(Our mistake — an unfortunate drafting error meant that one of our informational points was misleading. The following list is updated with the correct information.)
Here are the top 10 things you need to know about what the proposed budget means:
- The proposed cuts — at $300 million — are brutal. For the next two years, $150 million will be cut from the UW System each year. This is the equivalent of cutting the entire operating budget of UW-Green Bay each year.
- Tuition will likely increase, making the university less accessible for working-class families. In 2017, the Board of Regents will have full authority to set tuition. The combination of tuition freezes from 2013-2017 paired with drastic cuts will likely mean the Board of Regents will pursue aggressive tuition hikes to compensate for reduced revenue. Skyrocketing tuition is a hallmark feature of other public authority-style universities, such as University of Michigan and University of Virginia.
- The proposed budget will force the poorest families to pay disproportionately for the university. After 2017, the state’s base funding for the university system will come entirely from sales tax, inordinately burdening lower income and working class families. Meanwhile, Governor Walker has proposed some of the state’s historically lowest property taxes, making it so that those who own property pay less towards public infrastructure.
- The university system will no longer be required to recruit minority and disadvantaged students. The university already could do much more to recruit and retain students of color, first generation students, and students from other oppressed and disadvantaged groups. The proposed budget lifts the state’s requirements on maintaining current efforts to this effect.
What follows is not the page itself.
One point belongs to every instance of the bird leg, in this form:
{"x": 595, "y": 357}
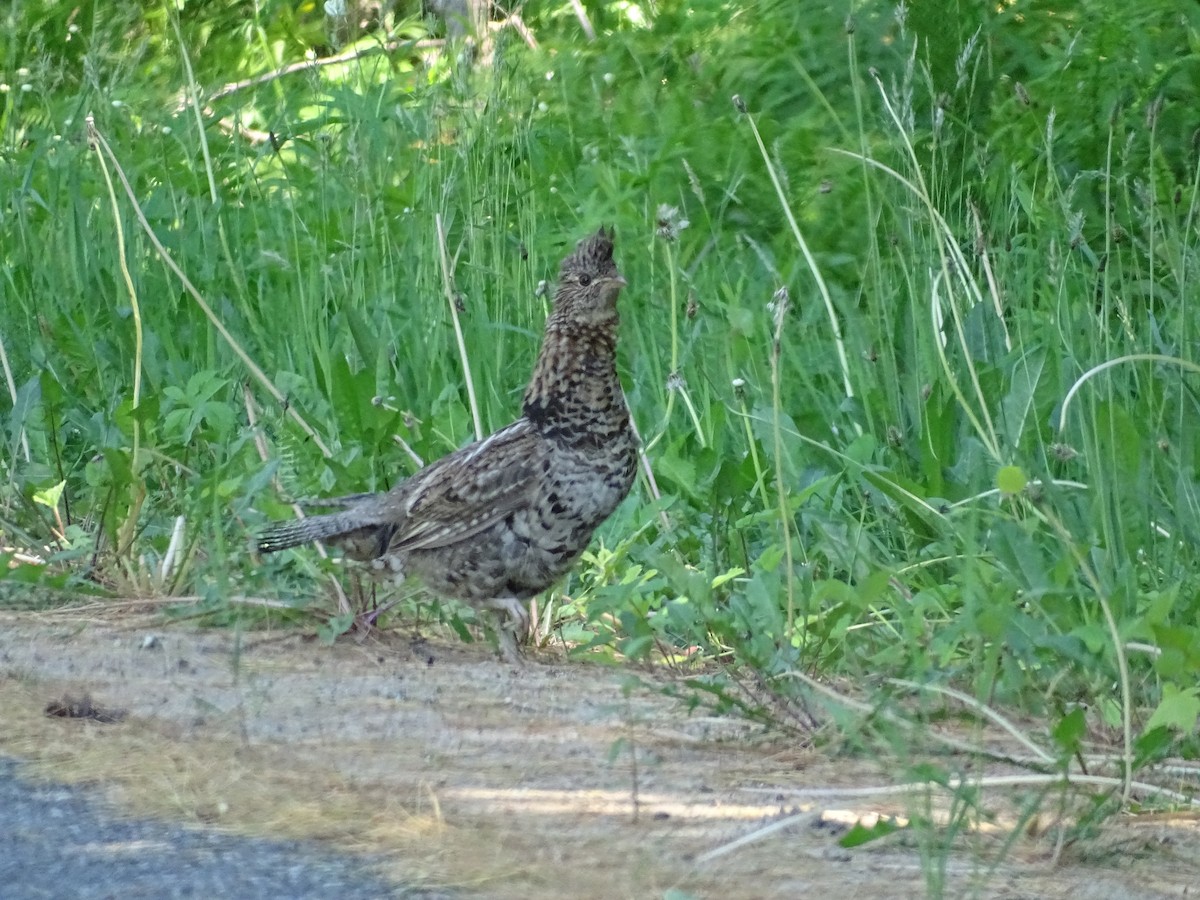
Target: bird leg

- The university system will no longer be required to provide orientation information about sexual harassment and assault. Sexual assault and harassment occurs with disturbingly high frequencies on college campuses. At a time when many other universities are developing anti-sexual harassment policies for students and staff to address these problems, the proposed budget lifts requirements on the UW System for sexual assault awareness.
- The budget gives the regents the power to close educational programs and areas of studies of their choosing. Programs and study areas that do not generate profit for the university, or those that ask questions fundamentally antagonistic to “workforce development” may become targets for future closings. Already, programs such as the Chican@ Studies program and the Center for Investigative Journalism have come under threat. This proposal would give the Regents full power to close these programs.
- The mission of the university may become more beholden to private interests. A public authority model gives the university specific flexibilities to seek funding from private companies and wealthy donors. Further, declining state aid means the university must seek financial support from such sources. This threatens the basic principles of academic freedom, as it positions research and educational agendas to become congruent with profit motives, rather than principles of open-minded inquiry.
- The proposed budget degrades workers’ rights for faculty, academic staff, and classified employees. For example, universities will no longer be required to provide faculty tenure nor will they be required to permit employees to accumulate sick leave.
- Reducing state aid to the university hurts the state’s economic growth. According to a 2011 economic impact study, for every $1.00 of state tax investment in the UW-Madison, there was $21.05 gained in economic activity in the state. For the $83 million the UW-Madison would lose in the first year of Walker’s cuts, Wisconsin would lose about $1.75 billion in economic activity (which also creates tax revenue!). Reducing state contributions to the University will also reduce the huge economic contribution that investment returns to the state.
- There is an alternative. While Wisconsin is slashing its education budget, neighboring states of Minnesota, Iowa, Indiana, and Ohio are increasing state funding for higher education. These states have pursued progressive tax policies to generate high levels of investment for the public good of the state.
There is an alternative but it must be fought for. Our union is a fighting organization.